There are many travel agencies that offer adventurous caving programs. Aventuras Tierra Adentro and Adventours provide private tours, transportation, equipment, knowledgeable guides and safety instructions.
Sail and Snorkel
Puerto Rico offers spectacular snorkeling; when the conditions are right, visibility extends from 50 to 75 feet. Mona Island, Caja de Muertos and Fajardo are some of the island's best locations for undersea exploration.
Off the shore of remote Mona Island, reefs are alive with rainbow-hued fish, moray eels, turtles, clownfish and octopuses -- it's the single largest concentration of reef fish life in Puerto Rico. Bring your own snorkeling equipment (most hotels will rent them) because none is available on the island.
Off the city of Ponce's coast, Caja de Muertos offers some of the best snorkeling in the Southern Coastal Plain region. Several adventure outfits, like Island Venture Water Excursions, will transport you to this remote spot for a full day of snorkeling. On Puerto Rico's eastern coast, the crystal clear waters along the Fajardo beachfront are mainland Puerto Rico's best snorkeling spots.
Companies like The Sailing Catamaran will sail you to any of these remote Puerto Rico islands for a full day in the sun. Ground transportation to and from the boat can be arranged; a delicious, fresh lunch buffet is served; beer and mixed drinks are readily available and, of course, snorkeling equipment is provided.

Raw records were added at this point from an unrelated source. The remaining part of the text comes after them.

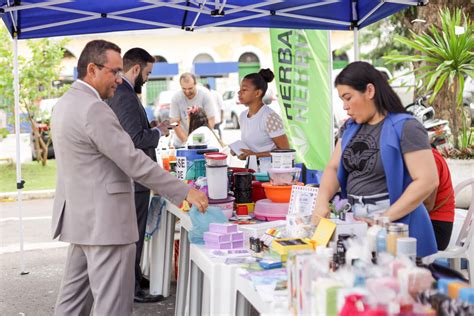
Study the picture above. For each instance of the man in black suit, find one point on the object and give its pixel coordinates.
(137, 66)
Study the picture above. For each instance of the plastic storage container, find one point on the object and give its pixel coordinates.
(278, 193)
(283, 158)
(217, 182)
(284, 176)
(215, 159)
(266, 210)
(226, 205)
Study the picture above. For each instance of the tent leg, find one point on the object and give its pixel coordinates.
(356, 44)
(19, 181)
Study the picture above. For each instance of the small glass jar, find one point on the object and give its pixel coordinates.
(395, 231)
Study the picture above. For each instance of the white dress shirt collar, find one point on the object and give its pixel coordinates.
(91, 87)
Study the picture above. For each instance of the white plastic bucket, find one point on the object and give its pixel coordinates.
(283, 158)
(217, 182)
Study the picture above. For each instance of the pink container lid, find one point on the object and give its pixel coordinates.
(268, 210)
(215, 156)
(283, 170)
(220, 201)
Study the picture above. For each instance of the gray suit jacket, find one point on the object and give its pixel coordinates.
(96, 160)
(132, 117)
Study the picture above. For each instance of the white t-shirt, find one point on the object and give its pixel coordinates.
(257, 131)
(209, 138)
(180, 103)
(219, 105)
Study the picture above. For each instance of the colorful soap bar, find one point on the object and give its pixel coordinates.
(455, 287)
(237, 236)
(217, 245)
(215, 237)
(222, 228)
(467, 295)
(237, 244)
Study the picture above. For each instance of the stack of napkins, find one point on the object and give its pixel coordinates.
(223, 236)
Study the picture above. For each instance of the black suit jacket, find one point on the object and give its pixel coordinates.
(132, 117)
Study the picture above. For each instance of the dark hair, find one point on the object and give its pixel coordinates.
(359, 74)
(136, 56)
(260, 80)
(197, 119)
(94, 52)
(186, 76)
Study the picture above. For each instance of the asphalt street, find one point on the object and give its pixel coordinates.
(35, 293)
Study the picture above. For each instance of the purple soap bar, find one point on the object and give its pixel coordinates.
(214, 237)
(216, 245)
(237, 244)
(237, 236)
(222, 228)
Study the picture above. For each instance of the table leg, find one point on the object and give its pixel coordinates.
(242, 305)
(161, 255)
(183, 275)
(195, 287)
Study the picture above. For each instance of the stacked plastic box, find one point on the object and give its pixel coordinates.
(223, 236)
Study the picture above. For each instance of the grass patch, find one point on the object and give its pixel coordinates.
(35, 175)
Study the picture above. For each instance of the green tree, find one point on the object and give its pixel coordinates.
(37, 74)
(381, 35)
(444, 57)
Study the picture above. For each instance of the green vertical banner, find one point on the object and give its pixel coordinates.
(302, 66)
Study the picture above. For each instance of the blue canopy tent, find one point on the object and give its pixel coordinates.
(49, 18)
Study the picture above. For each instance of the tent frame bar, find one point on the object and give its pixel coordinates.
(27, 6)
(176, 5)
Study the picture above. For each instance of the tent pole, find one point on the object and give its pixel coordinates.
(356, 44)
(330, 89)
(19, 181)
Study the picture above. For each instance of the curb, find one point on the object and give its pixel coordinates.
(27, 195)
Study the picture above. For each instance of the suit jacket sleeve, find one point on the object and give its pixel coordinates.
(107, 135)
(128, 113)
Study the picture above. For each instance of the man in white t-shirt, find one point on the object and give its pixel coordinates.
(190, 95)
(219, 102)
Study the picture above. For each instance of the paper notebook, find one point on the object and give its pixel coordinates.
(302, 200)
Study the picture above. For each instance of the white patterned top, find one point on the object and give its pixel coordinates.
(257, 131)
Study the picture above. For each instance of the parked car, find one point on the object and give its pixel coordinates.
(162, 105)
(43, 121)
(233, 108)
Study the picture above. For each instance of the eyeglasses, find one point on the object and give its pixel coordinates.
(116, 72)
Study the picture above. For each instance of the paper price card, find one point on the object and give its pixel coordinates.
(302, 200)
(181, 167)
(323, 232)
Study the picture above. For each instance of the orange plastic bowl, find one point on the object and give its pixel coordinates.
(278, 193)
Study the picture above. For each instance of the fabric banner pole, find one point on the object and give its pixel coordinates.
(302, 64)
(331, 101)
(19, 181)
(356, 45)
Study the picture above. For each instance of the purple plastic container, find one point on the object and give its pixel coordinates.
(214, 237)
(237, 244)
(237, 236)
(216, 245)
(222, 228)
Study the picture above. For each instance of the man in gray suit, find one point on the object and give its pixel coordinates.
(137, 65)
(94, 207)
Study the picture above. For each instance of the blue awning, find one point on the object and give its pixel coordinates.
(47, 18)
(215, 69)
(164, 70)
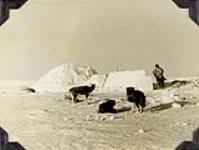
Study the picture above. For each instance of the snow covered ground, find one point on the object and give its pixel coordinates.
(45, 121)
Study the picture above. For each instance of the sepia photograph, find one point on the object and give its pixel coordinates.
(99, 74)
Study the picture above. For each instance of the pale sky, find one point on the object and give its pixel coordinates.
(130, 34)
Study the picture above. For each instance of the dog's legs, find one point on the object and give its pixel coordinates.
(74, 98)
(86, 98)
(137, 105)
(134, 107)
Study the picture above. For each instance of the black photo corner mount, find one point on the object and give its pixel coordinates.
(6, 145)
(6, 5)
(192, 5)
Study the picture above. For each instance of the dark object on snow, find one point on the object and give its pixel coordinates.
(3, 138)
(13, 146)
(29, 89)
(137, 97)
(192, 5)
(6, 145)
(187, 145)
(107, 107)
(182, 3)
(158, 72)
(81, 90)
(6, 5)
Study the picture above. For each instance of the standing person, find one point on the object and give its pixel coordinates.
(158, 72)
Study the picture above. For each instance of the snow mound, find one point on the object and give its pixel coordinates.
(60, 78)
(98, 79)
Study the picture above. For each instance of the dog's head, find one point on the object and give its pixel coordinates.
(93, 86)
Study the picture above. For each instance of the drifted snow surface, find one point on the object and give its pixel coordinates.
(45, 121)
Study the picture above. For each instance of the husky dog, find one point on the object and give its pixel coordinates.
(137, 97)
(81, 90)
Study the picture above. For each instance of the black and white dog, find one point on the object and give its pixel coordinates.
(81, 90)
(137, 97)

Companies like Puerto Rico's Acampa offer a bevy of adventure tours, chief among them being a trek and zip-line through the Toro Negro rainforest. Located in Cordillera Central, the Toro Negro rainforest is much less visited and 1,000 feet higher than the El Yunque rainforest. Transportation to this remote ecosystem is included in the tour; then trekkers will hike down through a coffee plantation to enter Quebrada Rosa, a beautiful and unspoiled creek. From here, adventurers will climb and rappel down a waterfall, enjoy a meal prepared by a local family, and zip-line back through the forest above waterfalls, canyons and lush forests.
Hike El Yunque
In Puerto Rico's humid interior, the Caribbean National Forest, known more commonly as El Yunque, covers 28,000 acres of mountainous rainforest terrain. The trails here are cloaked in tropical ferns and palm trees; some lead to hidden waterfalls where hikers are encouraged to cool off. Other more aggressive trails climb to mountain summits -- these are recommended for active hikers only. The trails here are rigorously managed by the US Forest Service, as are the picnic facilities and paved trails for those who need assistance.
Island Walkers is a small outfit that offers guided tours through this magnificent array of ecosystems. Your guide is owner, John Druit, who vowed after visiting El Yunque on an ethnobotanical expedition in the 1970s to protect the jungle from deforestation. His passion and knowledge are both unmatched and contagious.